In trying to demonstrate the validity of the “mystery of sevens,” Cahn appeals to what he says are very precise numbers. Therefore, if precision is claimed to prove God’s involvement, the numbers actually do need to be precise. Anything less proves nothing more than an interesting coincidence.
The first issue is the supposed sign of the 777-point drop on September 29, 2008. Late that day, CNNMoney.com reported the drop as 778 points. This was because the actual figure was 777.68 points. If the Lord were trying to draw attention to what He was doing, causing the drop to be precisely 777.77 or 777.00 certainly would be no more difficult for Him than 777.68. But as it is, the actual figure is just another number. Furthermore, while the DOW is important, the NASDAQ and S&P 500 indices are also significant indicators, and they fell 9.1 percent and 8.8 percent respectively. Would it have also been a sign from God if the DOW had fallen 8 percent but the NASDAQ had fallen 7 percent?
And, in fact the drop was not exactly 7.0 percent. Rather, it was 6.98 percent. Though this may seem nit-picky, when the basis for one’s arguments is precise numbers, they need to be precise. Would it also have been a sign if the numbers were 6.51 percent or 7.49 percent? How much could it be off and still be a sign? How difficult would it have been for God to cause a drop of exactly 7.0 percent? Or better still, 7.7 percent, or even 7.77 percent?

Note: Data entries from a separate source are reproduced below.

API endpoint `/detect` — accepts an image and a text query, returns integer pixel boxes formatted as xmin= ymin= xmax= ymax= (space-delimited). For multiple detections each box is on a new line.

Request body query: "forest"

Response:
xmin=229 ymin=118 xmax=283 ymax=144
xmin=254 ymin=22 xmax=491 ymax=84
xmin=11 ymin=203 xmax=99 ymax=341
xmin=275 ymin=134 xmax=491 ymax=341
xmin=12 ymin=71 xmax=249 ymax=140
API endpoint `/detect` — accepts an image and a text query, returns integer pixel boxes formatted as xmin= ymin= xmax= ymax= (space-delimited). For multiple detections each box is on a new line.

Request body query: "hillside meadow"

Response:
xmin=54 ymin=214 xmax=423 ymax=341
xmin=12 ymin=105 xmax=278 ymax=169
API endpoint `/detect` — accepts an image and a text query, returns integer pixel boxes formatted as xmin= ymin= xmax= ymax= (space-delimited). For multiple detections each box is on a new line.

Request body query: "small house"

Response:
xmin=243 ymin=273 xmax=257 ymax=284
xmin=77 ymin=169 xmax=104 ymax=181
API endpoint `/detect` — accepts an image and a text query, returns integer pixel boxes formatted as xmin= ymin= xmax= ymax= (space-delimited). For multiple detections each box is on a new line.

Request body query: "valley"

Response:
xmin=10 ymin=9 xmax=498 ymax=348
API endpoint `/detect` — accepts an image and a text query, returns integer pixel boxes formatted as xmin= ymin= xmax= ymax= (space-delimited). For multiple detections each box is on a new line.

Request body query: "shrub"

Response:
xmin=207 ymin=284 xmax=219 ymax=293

If someone claims to be able to discern what God has done based on precise numbers, then precision should be expected. Yet the degree of Cahn’s “precision” is both arbitrary and inconsistent. The numbers are interesting—but not amazing and clearly not the sure signature of the hand of God. The historical evidence for a Shemitah judgment is just not there.
Although the above strongly mitigates against Cahn’s theory that God has imposed a Shemitah on the United States, the theological problem of proposing that God is using the Shemitah as a  principle  for nations other than Israel is even greater. The Sabbath day and the Sabbath year, the Shemitah, were exclusively part of the Law of Moses. If God had any expectations with regard to the Sabbath day or a seven-year economic or agricultural cycle apart from the Law, there would be corresponding revelation. However, the Scriptures are silent on this, both before and after the Law, and they never involved any nation except Israel.

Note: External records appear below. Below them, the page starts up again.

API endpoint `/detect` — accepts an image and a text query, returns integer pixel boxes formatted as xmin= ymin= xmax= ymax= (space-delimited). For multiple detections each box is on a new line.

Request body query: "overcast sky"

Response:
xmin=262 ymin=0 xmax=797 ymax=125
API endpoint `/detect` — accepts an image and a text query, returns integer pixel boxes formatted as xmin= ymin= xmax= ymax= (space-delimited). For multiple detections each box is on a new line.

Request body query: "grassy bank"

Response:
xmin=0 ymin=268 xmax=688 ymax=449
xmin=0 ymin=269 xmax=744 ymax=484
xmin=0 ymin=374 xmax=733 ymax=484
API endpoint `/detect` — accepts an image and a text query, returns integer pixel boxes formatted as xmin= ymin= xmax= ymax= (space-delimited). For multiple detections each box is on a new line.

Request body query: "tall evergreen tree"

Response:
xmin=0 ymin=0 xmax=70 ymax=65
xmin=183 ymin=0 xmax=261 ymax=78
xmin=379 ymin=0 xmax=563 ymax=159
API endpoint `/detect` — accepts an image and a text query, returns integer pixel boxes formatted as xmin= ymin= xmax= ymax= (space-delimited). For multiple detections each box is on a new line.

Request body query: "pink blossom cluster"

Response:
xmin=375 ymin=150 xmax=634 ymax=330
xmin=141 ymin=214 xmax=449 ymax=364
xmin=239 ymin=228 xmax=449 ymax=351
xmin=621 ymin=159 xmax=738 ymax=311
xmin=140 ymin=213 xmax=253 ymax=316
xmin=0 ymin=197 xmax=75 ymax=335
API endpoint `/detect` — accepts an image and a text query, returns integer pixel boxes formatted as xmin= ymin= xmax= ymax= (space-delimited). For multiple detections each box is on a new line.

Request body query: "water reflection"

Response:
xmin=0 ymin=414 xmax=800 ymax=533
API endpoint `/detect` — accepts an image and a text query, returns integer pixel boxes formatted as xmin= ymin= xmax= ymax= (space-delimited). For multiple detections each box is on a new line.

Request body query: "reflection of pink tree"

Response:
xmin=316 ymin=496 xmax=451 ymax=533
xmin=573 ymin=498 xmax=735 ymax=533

The New Testament never indicates any Sabbath-keeping at either the day or year level for believers after Christ’s death on the cross, but the writer of Hebrews does give additional insight into the matter of the Sabbath for believers in Christ. In order to prepare ethnically Jewish Christians for the soon-coming destruction of the temple, in chapter 4, the author states that those who have believed the gospel have already entered into God’s Sabbath rest by faith—which would include both the Sabbath day and the Sabbath year (Heb:4:1-3, 8-10). Therefore,  because Christ fulfilled the Law, God does not impose a Sabbath day or a Sabbath year  (the Shemitah) upon believers.
Nor does God any longer expect Jews or any nation to continue keeping the Sabbath day or Shemitah. Rather, His desire is that all would enter His Sabbath rest through faith in Christ. There is no biblical basis whatsoever for Cahn’s theory concerning an imposed Shemitah. Quite the opposite is true—his theory runs counter to the Word of God and the gospel.

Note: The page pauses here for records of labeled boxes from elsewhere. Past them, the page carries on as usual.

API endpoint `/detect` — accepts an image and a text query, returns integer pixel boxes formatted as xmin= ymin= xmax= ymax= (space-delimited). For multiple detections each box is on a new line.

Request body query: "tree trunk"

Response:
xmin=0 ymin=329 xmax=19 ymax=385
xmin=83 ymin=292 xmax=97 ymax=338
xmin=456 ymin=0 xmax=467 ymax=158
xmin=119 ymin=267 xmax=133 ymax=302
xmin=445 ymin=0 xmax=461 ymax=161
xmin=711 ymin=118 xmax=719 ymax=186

Jonathan Cahn’s suggestion that America may be under an imposed Shemitah is antithetical to the biblical concept of the Sabbath laws given to Israel alone and the fulfillment of those laws for believers in Christ. This doesn’t mean that God will not judge the nations, including America. This doesn’t mean that His judgment is not already underway. It may very well be—and if so, it is well deserved. However, whatever the judgment is or will be, it is not an imposed Shemitah judgment connected with Isaiah:9:10.